Zwischendurch braucht es Disharmonie und Auseinandersetzung.
Als Präsidentin ist es jetzt ihre Aufgabe, die Anliegen ihrer Basisorganisationen mit einer Stimme zu vertreten. Wie machen Sie das?
Der Kanton Bern ist heterogen, und die Spitex-Organisationen sind es auch. Die Voraussetzungen für die einzelnen Organisationen sind verschieden. Es gibt beispielsweise Unterschiede in der Geografie, in der Ausdehnung des Wirkungsraumes, bei der Anzahl der Stützpunkte. Die Spitex ist vielfältig. Und doch arbeiten wir alle nach den gleichen Grundsätzen und mit der gleichen Überzeugung. Eine Stimme reicht da nicht. Es haben mehrere Stimmen nebeneinander Platz. Zwischendurch braucht es auch Disharmonie und Auseinandersetzung. Nur so kann Neues entstehen.
Wo schaffen Sie Räume, damit die angesprochenen Diskussionen stattfinden können?
Darüber denke ich im Moment in der Tat sehr intensiv nach. Formell gibt es aktuell im Verband die Delegiertenversammlung und den Vorstand, wo Fragen zur künftigen Entwicklung besprochen und auch kontrovers diskutiert werden können. Zudem gibt es Informationsveranstaltungen und Treffen in den Regionen. Ob das ausreicht? Ich weiss es noch nicht.
In den letzten Monaten hat die Spitex im Kanton Bern für viele negative Schlagzeilen gesorgt. Wie geht es der Spitex aus Ihrer Sicht?
Festzuhalten ist: Die Spitex-Fachleute haben ihre Klientinnen und Klienten jeden Tag wie gewohnt versorgt. Sie haben einen tollen Job gemacht – und machen ihn auch heute noch. Tag für Tag. In Organisationen, die so gross sind wie die Spitex Bern oder die Spitex Seeland, kann es auch mal krachen. Das ist nichts Ungewöhnliches bei KMUs dieser Grösse: Manchmal stimmt etwas nicht, Führungskräfte haben unterschiedliche Vorstellungen bezüglich der Strategie etc.

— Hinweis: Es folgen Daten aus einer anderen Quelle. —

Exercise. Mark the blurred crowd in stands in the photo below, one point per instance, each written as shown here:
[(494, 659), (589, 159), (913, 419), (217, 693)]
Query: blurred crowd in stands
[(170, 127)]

Dann braucht es eine Bereinigung. Ich suche solche Situationen nicht. Doch vielleicht haben sie auch etwas Gutes: Man schaut genauer hin und klärt.

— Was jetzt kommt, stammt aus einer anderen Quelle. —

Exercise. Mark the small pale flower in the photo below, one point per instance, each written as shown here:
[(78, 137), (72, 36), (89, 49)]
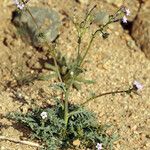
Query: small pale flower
[(44, 115), (124, 19), (71, 73), (127, 11), (99, 146), (138, 86), (19, 4)]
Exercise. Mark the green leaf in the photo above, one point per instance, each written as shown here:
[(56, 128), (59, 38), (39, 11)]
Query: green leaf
[(49, 66), (85, 81)]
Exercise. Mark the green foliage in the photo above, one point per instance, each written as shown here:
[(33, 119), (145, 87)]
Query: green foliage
[(52, 131)]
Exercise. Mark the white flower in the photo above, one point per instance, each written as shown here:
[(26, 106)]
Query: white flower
[(138, 86), (99, 146), (127, 11), (44, 115), (71, 73), (19, 4), (124, 19)]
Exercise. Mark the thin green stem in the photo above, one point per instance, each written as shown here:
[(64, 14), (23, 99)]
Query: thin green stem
[(52, 52), (91, 41), (107, 93), (66, 112), (100, 95)]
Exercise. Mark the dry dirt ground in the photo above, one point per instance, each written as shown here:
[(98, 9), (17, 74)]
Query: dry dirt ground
[(114, 63)]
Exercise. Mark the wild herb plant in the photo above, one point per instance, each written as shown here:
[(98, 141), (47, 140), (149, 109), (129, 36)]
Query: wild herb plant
[(59, 126)]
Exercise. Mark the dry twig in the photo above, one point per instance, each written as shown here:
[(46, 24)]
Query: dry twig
[(21, 142)]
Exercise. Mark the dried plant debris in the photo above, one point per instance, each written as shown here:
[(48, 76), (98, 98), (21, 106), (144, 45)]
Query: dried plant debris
[(46, 25)]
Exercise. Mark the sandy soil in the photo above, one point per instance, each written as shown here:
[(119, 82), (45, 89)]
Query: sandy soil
[(114, 63)]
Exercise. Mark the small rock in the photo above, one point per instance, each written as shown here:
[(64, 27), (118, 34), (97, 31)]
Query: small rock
[(84, 1), (115, 2), (76, 142)]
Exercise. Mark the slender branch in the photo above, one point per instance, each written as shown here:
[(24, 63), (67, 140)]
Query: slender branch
[(107, 93), (91, 41), (52, 53), (20, 141), (99, 95)]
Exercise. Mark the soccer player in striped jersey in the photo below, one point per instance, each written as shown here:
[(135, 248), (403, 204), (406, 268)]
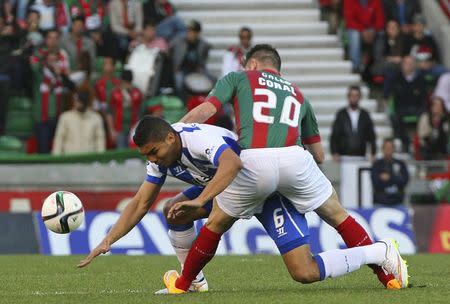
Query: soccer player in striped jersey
[(193, 156), (271, 113)]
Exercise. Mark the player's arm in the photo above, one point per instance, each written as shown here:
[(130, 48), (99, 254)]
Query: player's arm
[(130, 216), (222, 93), (229, 166)]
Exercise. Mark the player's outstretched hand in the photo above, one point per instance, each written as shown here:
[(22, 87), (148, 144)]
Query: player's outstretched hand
[(181, 208), (103, 247)]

Im Moment diskutiert der Spitex Verband Kanton Bern intensiv mit der Gesundheits- und Fürsorgedirektion (GEF) über ein neues Vergütungssystem. Sechs Millionen Franken müssen gespart werden. Wie kommen die Gespräche voran?

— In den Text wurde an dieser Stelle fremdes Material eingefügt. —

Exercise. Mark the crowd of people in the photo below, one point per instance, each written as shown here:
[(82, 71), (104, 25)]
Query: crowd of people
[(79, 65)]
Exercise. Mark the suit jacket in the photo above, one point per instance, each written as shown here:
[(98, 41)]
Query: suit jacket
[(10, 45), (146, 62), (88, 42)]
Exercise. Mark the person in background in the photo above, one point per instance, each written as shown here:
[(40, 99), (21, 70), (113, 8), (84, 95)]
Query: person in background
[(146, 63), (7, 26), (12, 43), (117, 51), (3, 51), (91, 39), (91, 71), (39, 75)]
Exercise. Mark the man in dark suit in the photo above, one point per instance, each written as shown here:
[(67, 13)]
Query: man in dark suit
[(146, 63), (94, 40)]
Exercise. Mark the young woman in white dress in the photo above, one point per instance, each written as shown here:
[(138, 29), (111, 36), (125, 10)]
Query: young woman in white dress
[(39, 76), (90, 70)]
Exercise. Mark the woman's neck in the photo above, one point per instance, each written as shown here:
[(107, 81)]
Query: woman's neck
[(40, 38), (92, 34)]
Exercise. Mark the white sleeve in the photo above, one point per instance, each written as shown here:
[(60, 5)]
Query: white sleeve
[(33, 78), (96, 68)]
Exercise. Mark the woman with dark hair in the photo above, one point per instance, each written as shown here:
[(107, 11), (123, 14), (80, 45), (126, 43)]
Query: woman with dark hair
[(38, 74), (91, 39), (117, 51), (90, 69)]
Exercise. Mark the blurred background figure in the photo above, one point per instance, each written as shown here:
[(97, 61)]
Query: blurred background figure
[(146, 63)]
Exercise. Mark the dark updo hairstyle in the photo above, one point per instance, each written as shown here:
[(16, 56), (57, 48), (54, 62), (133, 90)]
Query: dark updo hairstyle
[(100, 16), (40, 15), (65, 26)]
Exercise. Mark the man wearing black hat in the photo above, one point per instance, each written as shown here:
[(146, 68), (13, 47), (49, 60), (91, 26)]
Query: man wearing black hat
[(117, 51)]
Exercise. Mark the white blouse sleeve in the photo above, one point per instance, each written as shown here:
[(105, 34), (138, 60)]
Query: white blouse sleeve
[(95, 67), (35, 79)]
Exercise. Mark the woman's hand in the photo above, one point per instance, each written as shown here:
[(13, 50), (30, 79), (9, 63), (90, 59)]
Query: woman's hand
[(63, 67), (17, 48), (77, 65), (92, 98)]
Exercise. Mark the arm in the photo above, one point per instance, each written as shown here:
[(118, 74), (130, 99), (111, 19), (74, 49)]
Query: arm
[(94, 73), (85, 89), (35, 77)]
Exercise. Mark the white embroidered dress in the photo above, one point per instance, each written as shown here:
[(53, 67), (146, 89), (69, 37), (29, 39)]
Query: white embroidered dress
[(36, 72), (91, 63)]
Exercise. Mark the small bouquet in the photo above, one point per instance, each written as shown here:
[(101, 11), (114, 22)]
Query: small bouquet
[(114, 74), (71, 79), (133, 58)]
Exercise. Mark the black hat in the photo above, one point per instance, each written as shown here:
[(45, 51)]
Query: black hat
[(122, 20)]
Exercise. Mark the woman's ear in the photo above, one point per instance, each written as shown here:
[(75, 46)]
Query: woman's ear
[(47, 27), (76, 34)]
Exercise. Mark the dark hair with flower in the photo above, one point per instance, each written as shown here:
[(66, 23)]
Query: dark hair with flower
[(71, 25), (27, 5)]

Wir sind mitten in den Verhandlungen. Es liegen Vorschläge auf dem Tisch, die wir simuliert haben, um die Auswirkungen abschätzen zu können. Wir haben unsere Erkenntnisse präsentiert und neue Vorschläge gemacht. Was klar ist: Wir müssen sechs Millionen Franken einsparen! Das tut weh. Das ist ein hoher Betrag, der nicht mehr zur Verfügung steht. Es stellt sich die Frage, ob alle Spitex-Organisationen auch künftig noch die Versorgungspflicht sicherstellen können.
Es ist schwierig, ein gerechtes System zu finden.
Im Moment entrichtet der Kanton Bern eine Entschädigung pro Kopf. Es muss ein neues System her. Welche Kriterien kommen in Frage?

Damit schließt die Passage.